30,000 needless gun deaths every year is a fact.
Does the first fact lead to the second?
That is where the two sides seem to mainly disagree.
You don't just get to steer things away from discomforting facts, sorry.
This was the original point of contention in this subthread:
Study after study seems to point to similar conclusion: More guns mean more unnatural death.
I replied that the facts show that it just isn't so, which happens to be empirically true. Otherwise known as an unassailable fact.
You replied with:
While we obviously disagree...
And I replied by saying "Disagree all you like, the facts speak for themselves."
Then just two posts later, you assert that "But determining what the facts are is not easy."
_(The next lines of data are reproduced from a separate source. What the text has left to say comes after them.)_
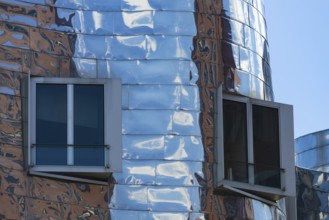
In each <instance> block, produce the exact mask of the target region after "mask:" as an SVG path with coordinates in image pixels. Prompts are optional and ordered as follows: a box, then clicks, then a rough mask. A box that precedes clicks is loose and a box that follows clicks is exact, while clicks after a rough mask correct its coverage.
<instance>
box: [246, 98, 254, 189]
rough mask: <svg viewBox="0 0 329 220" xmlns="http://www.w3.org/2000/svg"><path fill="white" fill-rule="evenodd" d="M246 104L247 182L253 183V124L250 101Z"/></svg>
mask: <svg viewBox="0 0 329 220" xmlns="http://www.w3.org/2000/svg"><path fill="white" fill-rule="evenodd" d="M246 104H247V143H248V176H249V184H254V182H255V175H254V173H255V172H254V169H255V167H254V166H255V165H254V149H253V146H254V138H253V125H252V103H251V102H250V101H249V100H248V102H247V103H246Z"/></svg>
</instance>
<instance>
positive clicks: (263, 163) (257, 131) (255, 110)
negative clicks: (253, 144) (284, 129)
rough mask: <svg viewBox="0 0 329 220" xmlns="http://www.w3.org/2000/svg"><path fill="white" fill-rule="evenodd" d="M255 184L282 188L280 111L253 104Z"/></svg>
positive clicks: (278, 187) (276, 187) (268, 107)
mask: <svg viewBox="0 0 329 220" xmlns="http://www.w3.org/2000/svg"><path fill="white" fill-rule="evenodd" d="M252 111H253V114H252V121H253V138H254V163H255V171H254V172H255V184H258V185H263V186H270V187H276V188H280V146H279V113H278V109H276V108H269V107H264V106H258V105H253V107H252Z"/></svg>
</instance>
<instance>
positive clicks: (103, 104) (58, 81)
mask: <svg viewBox="0 0 329 220" xmlns="http://www.w3.org/2000/svg"><path fill="white" fill-rule="evenodd" d="M120 94H121V84H120V81H119V80H117V79H81V78H41V77H38V78H31V82H30V94H29V144H28V153H29V156H28V165H29V170H30V171H31V172H45V173H47V172H48V173H56V174H64V175H66V174H69V175H71V176H76V177H88V178H93V179H105V178H106V177H108V176H109V174H110V172H113V171H120V170H121V156H122V148H121V95H120Z"/></svg>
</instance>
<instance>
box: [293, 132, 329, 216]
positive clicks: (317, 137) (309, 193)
mask: <svg viewBox="0 0 329 220" xmlns="http://www.w3.org/2000/svg"><path fill="white" fill-rule="evenodd" d="M328 147H329V130H323V131H319V132H315V133H311V134H308V135H304V136H302V137H299V138H297V139H296V140H295V151H296V155H295V160H296V165H297V211H298V219H328V218H329V205H328V204H329V187H328V180H329V173H328V171H329V166H328V164H329V157H328Z"/></svg>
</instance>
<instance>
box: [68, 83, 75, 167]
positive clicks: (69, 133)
mask: <svg viewBox="0 0 329 220" xmlns="http://www.w3.org/2000/svg"><path fill="white" fill-rule="evenodd" d="M73 94H74V88H73V84H68V85H67V145H68V146H67V165H74V147H73V144H74V95H73Z"/></svg>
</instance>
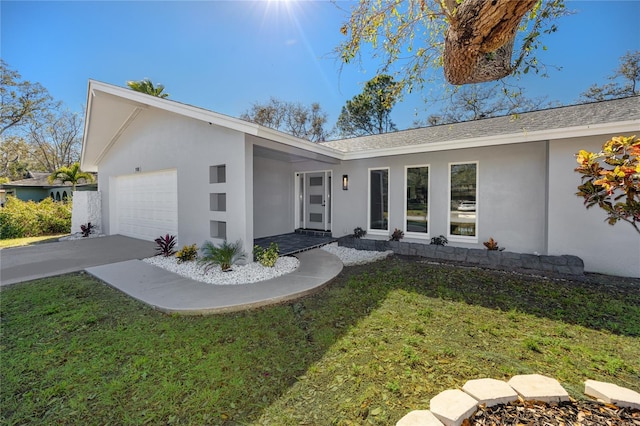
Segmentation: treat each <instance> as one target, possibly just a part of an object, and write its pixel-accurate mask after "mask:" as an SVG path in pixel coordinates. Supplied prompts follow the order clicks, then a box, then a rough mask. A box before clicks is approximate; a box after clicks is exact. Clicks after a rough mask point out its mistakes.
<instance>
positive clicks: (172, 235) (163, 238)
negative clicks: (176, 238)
mask: <svg viewBox="0 0 640 426" xmlns="http://www.w3.org/2000/svg"><path fill="white" fill-rule="evenodd" d="M154 241H155V242H156V256H164V257H169V256H173V255H174V254H175V253H176V251H175V250H174V249H173V248H174V247H175V246H176V236H175V235H169V234H166V235H165V236H164V237H163V236H162V235H160V236H159V237H158V238H156V239H155V240H154Z"/></svg>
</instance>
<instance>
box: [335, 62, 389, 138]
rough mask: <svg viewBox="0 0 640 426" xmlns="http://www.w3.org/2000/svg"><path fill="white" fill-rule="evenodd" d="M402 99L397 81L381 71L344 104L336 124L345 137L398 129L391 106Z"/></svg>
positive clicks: (369, 134)
mask: <svg viewBox="0 0 640 426" xmlns="http://www.w3.org/2000/svg"><path fill="white" fill-rule="evenodd" d="M397 101H398V90H397V83H396V82H395V81H394V79H393V77H391V76H389V75H385V74H383V75H379V76H376V77H374V78H372V79H371V80H369V81H368V82H366V83H365V85H364V89H363V90H362V93H359V94H357V95H355V96H354V97H353V98H352V99H351V100H348V101H347V103H346V104H345V106H343V107H342V111H341V112H340V116H339V117H338V122H337V124H336V127H337V129H338V131H339V132H340V135H341V136H343V137H351V136H364V135H375V134H379V133H387V132H390V131H393V130H396V126H395V124H394V123H393V121H392V120H391V110H392V109H393V106H394V105H395V104H396V102H397Z"/></svg>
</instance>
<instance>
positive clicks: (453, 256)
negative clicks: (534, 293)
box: [338, 237, 584, 275]
mask: <svg viewBox="0 0 640 426" xmlns="http://www.w3.org/2000/svg"><path fill="white" fill-rule="evenodd" d="M338 245H341V246H344V247H349V248H355V249H357V250H369V251H386V250H393V252H394V253H397V254H402V255H407V256H420V257H425V258H429V259H435V260H442V261H448V262H463V263H468V264H473V265H478V266H481V267H483V268H490V269H503V270H514V269H528V270H534V271H542V272H547V273H549V272H551V273H557V274H563V275H583V274H584V262H583V261H582V259H580V258H579V257H577V256H572V255H562V256H550V255H536V254H526V253H514V252H509V251H493V250H486V249H469V248H463V247H451V246H439V245H435V244H428V243H410V242H405V241H385V240H369V239H362V238H360V239H359V238H353V237H342V238H339V239H338Z"/></svg>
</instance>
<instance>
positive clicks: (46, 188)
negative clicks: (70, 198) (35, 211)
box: [0, 172, 97, 204]
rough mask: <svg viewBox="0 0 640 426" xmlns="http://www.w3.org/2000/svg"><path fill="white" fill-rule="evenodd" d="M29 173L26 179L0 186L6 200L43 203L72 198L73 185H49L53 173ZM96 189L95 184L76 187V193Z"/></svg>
mask: <svg viewBox="0 0 640 426" xmlns="http://www.w3.org/2000/svg"><path fill="white" fill-rule="evenodd" d="M27 173H28V175H27V177H25V178H24V179H20V180H14V181H13V182H8V183H5V184H2V185H0V190H1V191H4V197H3V198H4V199H6V197H7V196H13V197H16V198H18V199H20V200H22V201H42V200H44V199H45V198H49V197H50V198H51V199H53V200H56V201H62V200H66V199H68V198H70V197H71V185H63V184H61V183H59V182H57V183H53V184H51V183H49V181H48V178H49V175H51V173H38V172H27ZM96 189H97V184H95V183H89V184H78V185H77V186H76V191H95V190H96ZM3 204H4V202H3Z"/></svg>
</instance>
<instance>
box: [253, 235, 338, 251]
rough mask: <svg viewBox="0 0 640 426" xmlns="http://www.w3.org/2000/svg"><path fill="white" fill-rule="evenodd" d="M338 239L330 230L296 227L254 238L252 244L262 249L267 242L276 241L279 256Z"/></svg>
mask: <svg viewBox="0 0 640 426" xmlns="http://www.w3.org/2000/svg"><path fill="white" fill-rule="evenodd" d="M334 241H338V239H337V238H333V237H332V236H331V232H324V231H314V230H306V229H296V230H295V232H290V233H288V234H280V235H273V236H271V237H263V238H256V239H255V240H254V244H255V245H257V246H260V247H262V248H264V249H266V248H268V247H269V244H271V243H272V242H273V243H276V244H278V248H279V249H280V256H289V255H292V254H295V253H300V252H302V251H306V250H311V249H314V248H317V247H322V246H324V245H326V244H329V243H332V242H334Z"/></svg>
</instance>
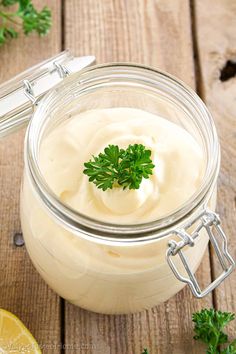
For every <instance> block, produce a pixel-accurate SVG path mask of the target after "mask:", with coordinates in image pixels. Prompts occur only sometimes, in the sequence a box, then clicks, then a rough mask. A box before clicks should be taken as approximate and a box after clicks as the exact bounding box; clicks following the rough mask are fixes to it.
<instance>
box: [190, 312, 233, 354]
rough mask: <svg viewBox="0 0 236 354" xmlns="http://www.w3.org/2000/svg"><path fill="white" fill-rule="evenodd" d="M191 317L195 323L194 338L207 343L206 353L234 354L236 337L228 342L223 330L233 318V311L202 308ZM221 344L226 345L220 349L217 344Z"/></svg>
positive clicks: (227, 340)
mask: <svg viewBox="0 0 236 354" xmlns="http://www.w3.org/2000/svg"><path fill="white" fill-rule="evenodd" d="M192 319H193V322H194V323H195V327H194V331H195V333H196V335H195V336H194V339H196V340H200V341H202V342H204V343H206V344H207V345H208V348H207V351H206V353H207V354H236V339H235V340H234V341H233V342H232V343H230V344H229V341H228V336H227V334H226V333H225V332H224V331H223V329H224V327H225V326H226V325H227V324H228V323H229V322H231V321H233V320H234V319H235V315H234V314H233V313H230V312H221V311H216V310H214V309H209V310H207V309H203V310H201V311H200V312H196V313H194V314H193V317H192ZM222 344H228V346H227V347H226V348H225V349H223V350H220V349H219V346H220V345H222Z"/></svg>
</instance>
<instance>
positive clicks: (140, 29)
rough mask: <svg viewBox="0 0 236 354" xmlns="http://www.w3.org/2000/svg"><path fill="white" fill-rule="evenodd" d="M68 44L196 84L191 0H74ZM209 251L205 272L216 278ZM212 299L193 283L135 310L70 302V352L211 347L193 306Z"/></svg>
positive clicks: (174, 348)
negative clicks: (118, 315) (169, 73)
mask: <svg viewBox="0 0 236 354" xmlns="http://www.w3.org/2000/svg"><path fill="white" fill-rule="evenodd" d="M65 44H66V47H68V48H70V49H71V50H73V52H74V53H76V54H77V55H84V54H94V55H96V57H97V61H98V62H99V63H100V62H108V61H133V62H139V63H143V64H148V65H153V66H155V67H159V68H161V69H163V70H167V71H169V72H170V73H172V74H175V75H177V76H178V77H179V78H181V79H182V80H184V81H185V82H186V83H188V84H189V85H191V86H192V87H195V80H194V63H193V49H192V37H191V23H190V7H189V3H188V1H186V0H184V1H182V0H178V1H176V0H171V1H165V0H161V1H155V0H149V1H145V0H135V1H134V0H131V1H126V0H113V1H110V0H103V1H96V0H79V1H78V0H68V1H66V3H65ZM209 269H210V265H209V257H208V254H207V255H206V257H205V259H204V262H203V263H202V265H201V267H200V269H199V271H198V277H200V282H201V283H204V284H205V285H206V284H208V283H209V282H210V270H209ZM211 305H212V298H211V296H208V297H207V298H205V299H203V300H201V301H197V300H196V299H193V297H192V296H191V295H190V291H189V290H188V289H187V288H185V289H184V290H183V291H182V292H180V293H179V294H177V296H175V297H174V298H172V299H171V300H170V301H168V302H167V303H165V304H163V305H161V306H159V307H156V308H153V309H152V310H150V311H146V312H142V313H139V314H134V315H129V316H103V315H98V314H94V313H90V312H87V311H84V310H82V309H79V308H76V307H74V306H72V305H70V304H68V303H66V305H65V344H66V346H68V350H66V352H68V353H83V352H86V353H94V354H95V353H96V354H97V353H98V354H99V353H103V354H108V353H112V354H113V353H114V354H120V353H127V354H139V353H141V351H142V349H143V348H144V347H147V348H149V350H150V353H155V354H156V353H160V354H183V353H188V354H191V353H195V354H199V353H203V352H204V351H203V349H202V347H201V346H199V345H196V343H194V341H193V340H192V336H193V332H192V321H191V314H192V312H194V311H196V310H198V309H201V308H202V307H209V306H211Z"/></svg>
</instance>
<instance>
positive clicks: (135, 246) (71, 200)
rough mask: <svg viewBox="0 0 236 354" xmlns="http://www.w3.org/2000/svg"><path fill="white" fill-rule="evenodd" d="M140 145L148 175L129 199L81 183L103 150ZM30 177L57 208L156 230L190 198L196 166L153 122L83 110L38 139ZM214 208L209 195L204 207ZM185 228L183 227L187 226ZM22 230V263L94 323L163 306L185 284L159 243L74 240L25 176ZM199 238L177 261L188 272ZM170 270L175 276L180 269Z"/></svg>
mask: <svg viewBox="0 0 236 354" xmlns="http://www.w3.org/2000/svg"><path fill="white" fill-rule="evenodd" d="M134 143H141V144H143V145H145V147H146V148H148V149H150V150H151V152H152V160H153V163H154V164H155V169H154V173H153V175H152V176H151V177H150V178H149V179H147V180H146V179H144V180H143V181H142V183H141V186H140V189H138V190H129V189H127V190H123V189H122V188H117V187H116V188H114V189H112V190H107V191H105V192H104V191H102V190H99V189H98V188H97V187H96V186H95V185H94V184H93V183H91V182H89V181H88V177H87V176H86V175H85V174H83V170H84V162H86V161H88V160H89V159H90V158H91V156H92V155H98V154H99V153H100V152H102V151H103V150H104V148H105V147H106V146H107V145H109V144H117V145H119V146H120V147H122V148H126V147H127V146H128V145H129V144H134ZM39 167H40V169H41V171H42V173H43V176H44V178H45V180H46V182H47V183H48V185H49V186H50V188H51V189H52V190H53V192H54V193H55V194H56V195H57V196H58V197H59V198H60V199H61V201H62V202H63V203H66V204H68V205H69V206H70V207H72V208H74V209H75V210H76V211H78V212H80V213H82V214H85V215H88V216H90V217H92V218H96V219H98V220H100V221H106V222H110V223H111V222H114V223H116V224H117V223H118V224H134V226H135V225H136V224H138V223H145V222H148V221H151V220H157V219H158V218H160V217H163V216H166V215H167V214H170V213H172V212H173V211H174V210H175V209H177V208H179V207H181V206H182V205H183V204H184V203H185V202H186V201H187V200H188V199H189V198H190V197H191V196H192V195H193V194H194V193H195V192H196V190H197V189H198V188H199V185H200V183H201V181H202V178H203V174H204V168H205V161H204V153H203V151H202V149H201V147H200V146H199V145H198V143H197V142H196V141H195V140H194V138H193V137H192V136H191V135H190V134H189V133H188V132H187V131H186V130H184V129H183V128H181V127H179V126H178V125H177V124H174V123H171V122H169V121H168V120H166V119H164V118H162V117H159V116H156V115H154V114H151V113H148V112H145V111H142V110H138V109H131V108H113V109H98V110H91V111H88V112H85V113H81V114H79V115H76V116H74V117H72V118H69V119H68V120H66V121H64V123H62V124H61V125H59V126H58V127H56V128H55V129H54V130H53V131H51V132H49V133H48V135H47V136H44V137H43V141H42V143H41V147H40V158H39ZM209 205H210V207H211V208H212V209H214V207H215V194H214V195H213V196H212V198H211V201H210V203H209ZM186 222H187V220H186ZM21 223H22V230H23V234H24V239H25V242H26V246H27V250H28V253H29V255H30V257H31V260H32V262H33V263H34V265H35V267H36V268H37V270H38V272H39V273H40V274H41V276H42V277H43V278H44V280H45V281H46V282H47V283H48V284H49V285H50V286H51V288H53V289H54V290H55V291H56V292H57V293H58V294H59V295H60V296H62V297H64V298H65V299H67V300H68V301H70V302H71V303H73V304H75V305H78V306H81V307H83V308H85V309H88V310H92V311H95V312H101V313H129V312H136V311H140V310H143V309H146V308H149V307H151V306H154V305H157V304H159V303H160V302H163V301H166V300H167V299H168V298H170V297H171V296H173V295H174V294H175V293H176V292H178V291H179V290H180V289H181V288H183V286H184V283H182V282H180V281H179V280H177V279H176V278H175V276H174V275H173V273H172V271H171V269H170V267H169V265H168V264H167V262H166V251H167V249H168V247H169V246H168V240H170V239H173V238H174V237H176V236H174V235H171V234H170V235H169V236H168V237H166V238H161V239H157V240H155V241H154V242H153V243H146V244H143V243H141V242H140V243H132V241H130V242H129V243H128V244H120V245H109V244H107V243H106V242H104V243H99V242H96V237H95V238H94V241H91V240H88V239H86V235H85V234H84V233H83V234H82V231H80V232H78V233H76V234H75V233H74V231H73V229H72V228H71V229H70V228H68V227H65V224H64V223H63V221H59V220H58V219H56V218H55V216H54V215H53V214H52V213H51V212H50V211H49V210H48V209H47V208H46V207H45V205H44V203H43V202H42V201H41V200H40V198H39V197H38V195H37V193H36V192H35V190H34V187H33V184H32V183H31V178H30V175H29V173H28V169H27V168H26V169H25V174H24V179H23V186H22V194H21ZM207 243H208V237H207V235H206V234H204V233H203V234H202V235H201V237H199V238H197V239H196V241H195V245H194V247H185V248H184V250H183V252H184V254H185V256H186V257H187V259H188V263H189V266H190V268H191V269H192V271H193V272H195V271H196V269H197V267H198V265H199V263H200V261H201V259H202V256H203V254H204V251H205V249H206V247H207ZM175 264H176V266H177V267H178V269H180V270H181V269H182V270H183V267H182V268H181V264H180V259H179V257H178V256H176V257H175Z"/></svg>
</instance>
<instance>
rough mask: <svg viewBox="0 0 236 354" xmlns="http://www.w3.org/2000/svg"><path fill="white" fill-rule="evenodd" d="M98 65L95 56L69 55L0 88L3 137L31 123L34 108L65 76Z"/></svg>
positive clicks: (51, 58) (2, 86)
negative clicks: (88, 66)
mask: <svg viewBox="0 0 236 354" xmlns="http://www.w3.org/2000/svg"><path fill="white" fill-rule="evenodd" d="M93 63H95V57H94V56H84V57H73V55H72V54H71V53H70V52H69V51H64V52H61V53H59V54H58V55H56V56H54V57H52V58H50V59H48V60H45V61H43V62H42V63H40V64H38V65H35V66H33V67H31V68H30V69H28V70H26V71H24V72H22V73H21V74H19V75H17V76H15V77H14V78H12V79H11V80H9V81H7V82H5V83H3V84H1V85H0V137H2V136H5V135H8V134H10V133H12V132H14V131H16V130H18V129H19V128H20V127H22V126H24V125H26V124H27V123H28V121H29V120H30V118H31V116H32V113H33V109H34V106H35V105H37V103H38V102H39V100H40V99H41V98H42V97H43V96H44V95H45V94H46V93H47V92H48V91H49V90H51V89H52V88H53V87H54V86H56V85H57V84H58V83H59V82H61V81H62V80H63V79H64V78H65V77H66V76H68V75H70V74H72V73H76V72H78V71H80V70H82V69H83V68H85V67H87V66H89V65H92V64H93Z"/></svg>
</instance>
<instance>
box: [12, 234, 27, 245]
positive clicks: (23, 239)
mask: <svg viewBox="0 0 236 354" xmlns="http://www.w3.org/2000/svg"><path fill="white" fill-rule="evenodd" d="M13 241H14V245H15V246H17V247H22V246H24V244H25V241H24V239H23V234H22V232H16V233H15V235H14V237H13Z"/></svg>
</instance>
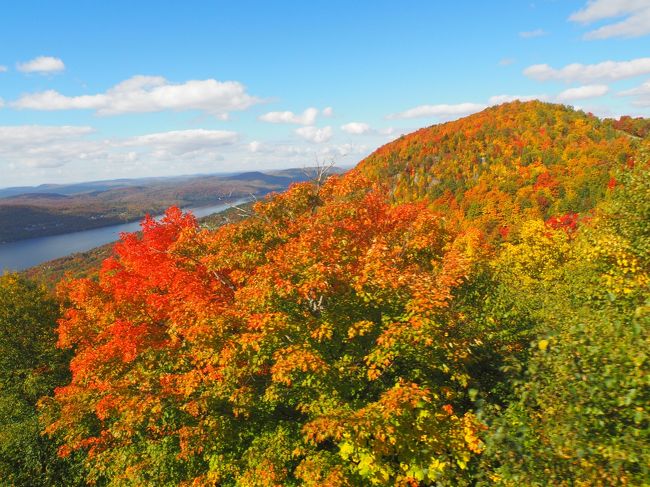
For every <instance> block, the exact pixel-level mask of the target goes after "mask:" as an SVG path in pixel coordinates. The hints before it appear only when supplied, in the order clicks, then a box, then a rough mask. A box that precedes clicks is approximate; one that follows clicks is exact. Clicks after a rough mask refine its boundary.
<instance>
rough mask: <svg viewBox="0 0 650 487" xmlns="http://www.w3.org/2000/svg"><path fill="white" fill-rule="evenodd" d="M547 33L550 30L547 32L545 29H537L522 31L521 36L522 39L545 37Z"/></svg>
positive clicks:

If I saw you driving in the same manner as you're posting, I'd notify police, because you're
that all over the place.
The arguments over the real meaning of the Second Amendment, with correspondingly different interpretations of original intent, are another area of intense disagreement.
You define 'intense' very differently than the rest of us, apparently. Just under 1 in 4 Americans agree with your interpretation, while just over 3 out of 4 agree that it protects an individual right.
If by 'intense' you mean that a tiny insignificant handful of extremist gun haters differ with the supermajority of Americans on what the second amendment actually means, then I grant you your point.